We preach the gospel to all men because the Holy Spirit is in the business of chasing men down, freeing them from their wicked rebellion, and giving them a new heart to freely receive Christ (James 1:17, 1 Peter 1:3, Titus 3:5). It’s not that men need their handcuffs removed. They need a new heart. And the Holy Spirit just so happens to be in the heart-changing business. Soli Deo Gloria.
But not Everyone is Saved
This is true. And no matter what one’s soteriology (theology of salvation) you have to deal with this reality if you are not a universalist. But what I’m arguing here is that God has not handcuffed men so as to keep them from coming to Him.
Rather, man’s own hatred toward God prevents him from ever reconciling with Christ in and of his own will. Man’s will is free in the sense that he can do whatever he “wants”. But lost men don’t want Christ. And they never will unless their hearts are changed (Romans 3:11, 18).
So, yes. It is true. God gives many men exactly what they want. And for others, He opens their eyes by His grace to see Christ as their only suitable and all-sufficient Savior. And in this, no one receives anything “unfair” from God. The amazing thing about grace is not that everyone isn’t saved. The amazing thing is, knowing our vileness before God, that anyone is saved!

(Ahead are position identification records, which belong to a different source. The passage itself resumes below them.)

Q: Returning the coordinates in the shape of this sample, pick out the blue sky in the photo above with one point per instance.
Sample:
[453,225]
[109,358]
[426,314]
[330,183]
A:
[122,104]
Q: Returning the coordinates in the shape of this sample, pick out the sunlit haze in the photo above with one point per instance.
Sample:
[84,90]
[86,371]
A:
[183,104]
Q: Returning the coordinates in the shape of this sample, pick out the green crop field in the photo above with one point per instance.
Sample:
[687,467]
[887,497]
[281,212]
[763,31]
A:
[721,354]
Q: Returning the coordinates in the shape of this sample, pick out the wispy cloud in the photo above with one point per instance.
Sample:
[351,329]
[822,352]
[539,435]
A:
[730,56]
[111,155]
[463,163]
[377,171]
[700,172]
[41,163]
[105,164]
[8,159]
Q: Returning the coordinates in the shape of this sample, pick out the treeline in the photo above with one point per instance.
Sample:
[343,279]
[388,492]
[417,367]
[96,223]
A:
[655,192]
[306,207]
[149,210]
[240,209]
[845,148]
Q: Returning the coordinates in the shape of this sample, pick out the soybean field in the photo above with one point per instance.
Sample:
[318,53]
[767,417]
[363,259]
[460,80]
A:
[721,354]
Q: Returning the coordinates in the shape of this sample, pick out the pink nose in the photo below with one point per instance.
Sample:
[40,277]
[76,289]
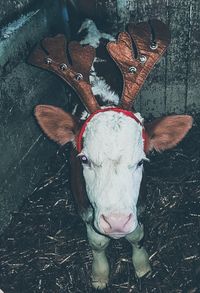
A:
[116,223]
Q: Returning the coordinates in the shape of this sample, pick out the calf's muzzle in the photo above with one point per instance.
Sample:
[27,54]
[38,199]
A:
[117,225]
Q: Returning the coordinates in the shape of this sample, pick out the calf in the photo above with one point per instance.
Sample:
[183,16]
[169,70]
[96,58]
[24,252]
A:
[110,146]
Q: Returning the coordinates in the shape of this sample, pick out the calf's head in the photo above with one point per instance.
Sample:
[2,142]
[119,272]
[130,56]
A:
[114,146]
[113,142]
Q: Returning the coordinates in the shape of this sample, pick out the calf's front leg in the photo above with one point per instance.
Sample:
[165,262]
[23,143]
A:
[140,257]
[100,266]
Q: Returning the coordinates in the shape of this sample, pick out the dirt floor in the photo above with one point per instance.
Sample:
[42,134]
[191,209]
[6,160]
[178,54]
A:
[45,248]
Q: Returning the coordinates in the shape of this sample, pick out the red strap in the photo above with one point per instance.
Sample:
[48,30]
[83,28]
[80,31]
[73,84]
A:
[125,112]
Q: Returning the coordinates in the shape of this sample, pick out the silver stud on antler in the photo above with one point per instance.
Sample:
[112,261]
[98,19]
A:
[48,60]
[63,66]
[79,76]
[132,69]
[153,46]
[143,59]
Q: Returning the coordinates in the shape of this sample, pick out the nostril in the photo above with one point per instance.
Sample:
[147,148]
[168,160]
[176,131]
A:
[104,224]
[129,218]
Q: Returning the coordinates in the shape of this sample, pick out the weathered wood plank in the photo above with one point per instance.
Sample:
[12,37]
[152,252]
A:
[125,9]
[106,11]
[176,75]
[152,95]
[193,74]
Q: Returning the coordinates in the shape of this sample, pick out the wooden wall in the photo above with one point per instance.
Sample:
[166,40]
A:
[173,86]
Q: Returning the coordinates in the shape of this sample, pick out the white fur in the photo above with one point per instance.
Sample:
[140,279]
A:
[114,146]
[99,85]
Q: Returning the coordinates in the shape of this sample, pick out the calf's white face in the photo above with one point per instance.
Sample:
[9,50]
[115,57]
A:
[113,146]
[112,155]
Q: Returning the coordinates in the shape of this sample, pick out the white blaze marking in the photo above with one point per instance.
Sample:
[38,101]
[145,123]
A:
[113,144]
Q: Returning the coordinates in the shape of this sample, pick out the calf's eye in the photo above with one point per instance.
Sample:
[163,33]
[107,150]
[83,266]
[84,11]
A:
[140,163]
[84,160]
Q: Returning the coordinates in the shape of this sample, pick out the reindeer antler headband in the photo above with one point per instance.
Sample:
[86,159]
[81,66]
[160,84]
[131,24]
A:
[135,53]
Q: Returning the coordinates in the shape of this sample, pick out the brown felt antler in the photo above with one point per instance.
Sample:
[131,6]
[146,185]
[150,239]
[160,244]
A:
[135,60]
[52,56]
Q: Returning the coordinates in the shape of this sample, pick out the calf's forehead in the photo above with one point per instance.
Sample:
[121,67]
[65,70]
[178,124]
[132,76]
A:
[112,135]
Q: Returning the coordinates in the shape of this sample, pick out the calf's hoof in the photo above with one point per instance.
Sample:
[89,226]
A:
[99,283]
[141,262]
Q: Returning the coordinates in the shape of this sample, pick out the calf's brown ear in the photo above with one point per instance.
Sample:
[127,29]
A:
[56,123]
[165,133]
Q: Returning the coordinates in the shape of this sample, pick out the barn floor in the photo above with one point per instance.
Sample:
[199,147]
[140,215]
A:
[44,249]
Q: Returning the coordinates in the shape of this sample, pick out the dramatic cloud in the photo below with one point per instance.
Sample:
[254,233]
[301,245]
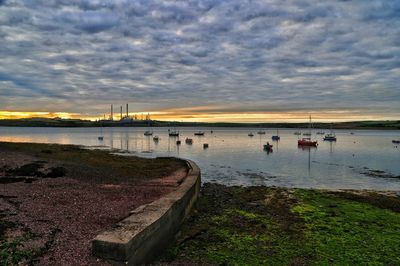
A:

These are the mysteries and eternal councils of a holy and righteous God. All that He does, decides, and decrees is Holy. The Judge of all the earth shall do right. Therefore, I take the message of Christ to those around me knowing God is mighty to save. And for those who reject Him, He is mighty to judge because He righteously hates sin.
I must do my part of pleading and seeking to convince sinners of their rebellion against God and need for Christ who is a merciful and faithful high priest. And I trust God with His part of opening blinded eyes and regenerating dead hearts. To Him alone be the glory.